Figure 4.

Systemic acquired resistance in sfd1-1 transgenic plants expressing the wild type and mutant SFD1. (A) RT-PCR analysis of the SFD1 transgene expression in leaves of the sfd1-1 mutant plants transformed with the empty pMDC32 vector (Vect), the wild type (SFD1-WT) and the SFD1Δ43, SFD1–Ala194, SFD1–Ala279, and SFD1–Ala332 mutant constructs, and the SFD1–GFP and SFD1Δ43–GFP protein fusion expressing constructs.

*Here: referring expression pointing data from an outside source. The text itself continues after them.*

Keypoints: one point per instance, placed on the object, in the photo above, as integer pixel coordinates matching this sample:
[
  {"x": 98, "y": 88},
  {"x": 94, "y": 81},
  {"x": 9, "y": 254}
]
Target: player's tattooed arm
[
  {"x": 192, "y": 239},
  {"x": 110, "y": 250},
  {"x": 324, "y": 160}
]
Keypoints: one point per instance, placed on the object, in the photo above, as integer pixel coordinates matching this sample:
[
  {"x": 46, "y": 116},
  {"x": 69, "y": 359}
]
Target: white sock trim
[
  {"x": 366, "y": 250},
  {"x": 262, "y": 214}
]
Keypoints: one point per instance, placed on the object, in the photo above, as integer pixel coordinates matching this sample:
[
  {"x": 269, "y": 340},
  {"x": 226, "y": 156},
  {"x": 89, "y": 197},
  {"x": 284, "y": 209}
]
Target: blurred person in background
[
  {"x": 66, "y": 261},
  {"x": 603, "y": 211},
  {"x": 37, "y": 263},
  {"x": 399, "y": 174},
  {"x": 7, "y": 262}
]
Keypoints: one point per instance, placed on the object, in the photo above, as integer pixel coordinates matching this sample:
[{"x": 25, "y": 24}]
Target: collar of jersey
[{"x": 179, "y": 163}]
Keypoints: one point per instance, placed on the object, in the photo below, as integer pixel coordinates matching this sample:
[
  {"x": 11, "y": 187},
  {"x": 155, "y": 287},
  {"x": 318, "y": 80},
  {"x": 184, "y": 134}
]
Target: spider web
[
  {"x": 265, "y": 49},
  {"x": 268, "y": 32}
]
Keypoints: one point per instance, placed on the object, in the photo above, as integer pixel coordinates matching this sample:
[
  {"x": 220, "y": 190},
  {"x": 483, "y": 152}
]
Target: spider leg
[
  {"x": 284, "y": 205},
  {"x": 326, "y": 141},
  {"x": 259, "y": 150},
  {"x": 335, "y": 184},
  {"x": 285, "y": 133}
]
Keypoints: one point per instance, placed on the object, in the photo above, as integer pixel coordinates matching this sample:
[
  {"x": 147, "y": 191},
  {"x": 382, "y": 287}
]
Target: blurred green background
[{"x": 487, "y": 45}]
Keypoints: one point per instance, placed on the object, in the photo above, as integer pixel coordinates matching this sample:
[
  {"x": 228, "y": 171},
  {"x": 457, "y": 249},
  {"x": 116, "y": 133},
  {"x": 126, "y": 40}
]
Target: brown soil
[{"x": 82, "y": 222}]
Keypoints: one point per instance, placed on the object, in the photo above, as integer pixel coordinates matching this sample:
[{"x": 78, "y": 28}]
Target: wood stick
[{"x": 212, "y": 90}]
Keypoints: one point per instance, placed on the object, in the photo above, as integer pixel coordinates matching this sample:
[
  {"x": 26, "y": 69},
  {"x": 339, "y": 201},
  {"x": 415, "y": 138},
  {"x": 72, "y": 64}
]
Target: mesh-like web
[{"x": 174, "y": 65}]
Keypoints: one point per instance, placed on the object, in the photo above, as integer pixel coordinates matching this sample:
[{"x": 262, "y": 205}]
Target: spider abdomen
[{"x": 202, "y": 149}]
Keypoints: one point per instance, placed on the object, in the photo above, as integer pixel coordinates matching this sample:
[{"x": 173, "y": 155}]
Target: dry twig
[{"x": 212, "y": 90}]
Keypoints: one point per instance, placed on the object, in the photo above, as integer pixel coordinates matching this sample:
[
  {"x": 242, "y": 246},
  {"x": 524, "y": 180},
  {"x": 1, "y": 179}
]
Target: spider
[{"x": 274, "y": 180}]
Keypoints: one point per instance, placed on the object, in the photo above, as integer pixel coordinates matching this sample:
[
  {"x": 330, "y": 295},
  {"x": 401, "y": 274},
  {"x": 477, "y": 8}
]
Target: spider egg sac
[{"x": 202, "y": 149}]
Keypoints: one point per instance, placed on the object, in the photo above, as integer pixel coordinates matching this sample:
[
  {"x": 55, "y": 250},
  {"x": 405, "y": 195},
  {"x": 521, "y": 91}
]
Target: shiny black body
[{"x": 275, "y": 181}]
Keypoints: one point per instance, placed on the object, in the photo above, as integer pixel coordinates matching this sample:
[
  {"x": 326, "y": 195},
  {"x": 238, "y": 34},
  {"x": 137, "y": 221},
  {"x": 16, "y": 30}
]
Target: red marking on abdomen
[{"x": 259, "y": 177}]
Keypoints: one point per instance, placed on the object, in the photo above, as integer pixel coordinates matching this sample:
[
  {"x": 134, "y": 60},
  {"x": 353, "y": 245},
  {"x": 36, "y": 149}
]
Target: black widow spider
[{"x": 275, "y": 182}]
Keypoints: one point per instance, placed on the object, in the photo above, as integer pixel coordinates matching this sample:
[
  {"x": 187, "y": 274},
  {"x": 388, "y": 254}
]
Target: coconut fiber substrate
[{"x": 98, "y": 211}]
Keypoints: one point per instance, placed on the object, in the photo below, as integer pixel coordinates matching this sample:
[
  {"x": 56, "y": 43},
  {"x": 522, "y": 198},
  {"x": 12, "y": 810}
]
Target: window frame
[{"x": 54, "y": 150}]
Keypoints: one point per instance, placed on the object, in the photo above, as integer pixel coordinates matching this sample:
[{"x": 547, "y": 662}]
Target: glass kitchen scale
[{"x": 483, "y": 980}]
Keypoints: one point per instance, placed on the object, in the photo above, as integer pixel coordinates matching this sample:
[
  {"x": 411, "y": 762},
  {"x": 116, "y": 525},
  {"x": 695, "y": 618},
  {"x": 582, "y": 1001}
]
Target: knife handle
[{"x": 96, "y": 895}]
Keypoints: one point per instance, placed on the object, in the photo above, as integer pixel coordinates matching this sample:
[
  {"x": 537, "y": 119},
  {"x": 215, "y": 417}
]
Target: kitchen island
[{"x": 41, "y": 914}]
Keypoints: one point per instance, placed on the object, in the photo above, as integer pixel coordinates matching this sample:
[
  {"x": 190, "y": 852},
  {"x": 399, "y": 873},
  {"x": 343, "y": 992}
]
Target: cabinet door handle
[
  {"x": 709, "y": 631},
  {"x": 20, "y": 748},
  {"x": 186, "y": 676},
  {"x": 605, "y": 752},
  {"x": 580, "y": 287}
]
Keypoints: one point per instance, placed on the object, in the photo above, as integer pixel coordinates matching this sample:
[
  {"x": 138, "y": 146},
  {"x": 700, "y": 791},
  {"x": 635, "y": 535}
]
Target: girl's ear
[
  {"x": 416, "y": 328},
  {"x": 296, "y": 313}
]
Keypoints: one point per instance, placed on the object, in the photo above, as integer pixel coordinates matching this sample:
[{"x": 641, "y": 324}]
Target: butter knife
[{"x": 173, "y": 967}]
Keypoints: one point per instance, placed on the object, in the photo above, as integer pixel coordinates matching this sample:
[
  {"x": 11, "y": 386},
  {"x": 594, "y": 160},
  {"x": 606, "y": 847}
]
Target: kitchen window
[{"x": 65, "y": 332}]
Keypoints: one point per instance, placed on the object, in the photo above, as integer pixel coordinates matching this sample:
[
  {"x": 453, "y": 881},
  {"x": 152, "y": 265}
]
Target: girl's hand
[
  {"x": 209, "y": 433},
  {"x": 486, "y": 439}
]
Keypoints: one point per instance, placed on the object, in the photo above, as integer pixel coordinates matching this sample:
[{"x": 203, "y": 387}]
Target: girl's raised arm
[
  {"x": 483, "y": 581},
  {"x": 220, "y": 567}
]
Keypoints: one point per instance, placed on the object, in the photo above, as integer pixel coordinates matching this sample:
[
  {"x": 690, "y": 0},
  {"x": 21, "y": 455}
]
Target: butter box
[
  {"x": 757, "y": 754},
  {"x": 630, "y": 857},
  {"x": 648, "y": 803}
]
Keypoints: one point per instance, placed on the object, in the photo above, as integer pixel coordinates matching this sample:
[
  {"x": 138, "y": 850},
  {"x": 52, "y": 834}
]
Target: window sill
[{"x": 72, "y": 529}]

RNA extracted from non-transformed sfd1-1 mutant provided the negative control (−). The attR1-F plus a reverse primer (SFD-RCt) specific for the C-terminus of SFD1 were used for the PCR reaction to monitor expression of the SFD1 transgenes. This primer pair does not detect expression of the genomic SFD1. Expression of the ACTIN gene, ACT8, provided the control for RT-PCR. (B) SAR conferred resistance against P. syringae pv. maculicola in the wild type (WT) Arabidopsis accession Nössen plant, the sfd1-1 mutant, and sfd1-1 mutant plants transformed with the indicated constructs. SAR was induced by prior inoculation of a lower leaf with P. syringae pv. tomato DC3000 carrying the avrRpt2 avirulence gene (black bars). Plants similarly treated with 10 mM MgCl₂ (white bars) provided the mock control for SAR. Three days after the primary inoculation the distal leaves were challenged with P. syringae pv. maculicola (Pma). Pma numbers were monitored 3 days post inoculation. Each bar represents the average colony forming units (CFU) of Pma ± SD in three samples each containing five leaf disks. An *indicates significant (P < 0.05) differences in bacterial numbers relative to the corresponding mock control.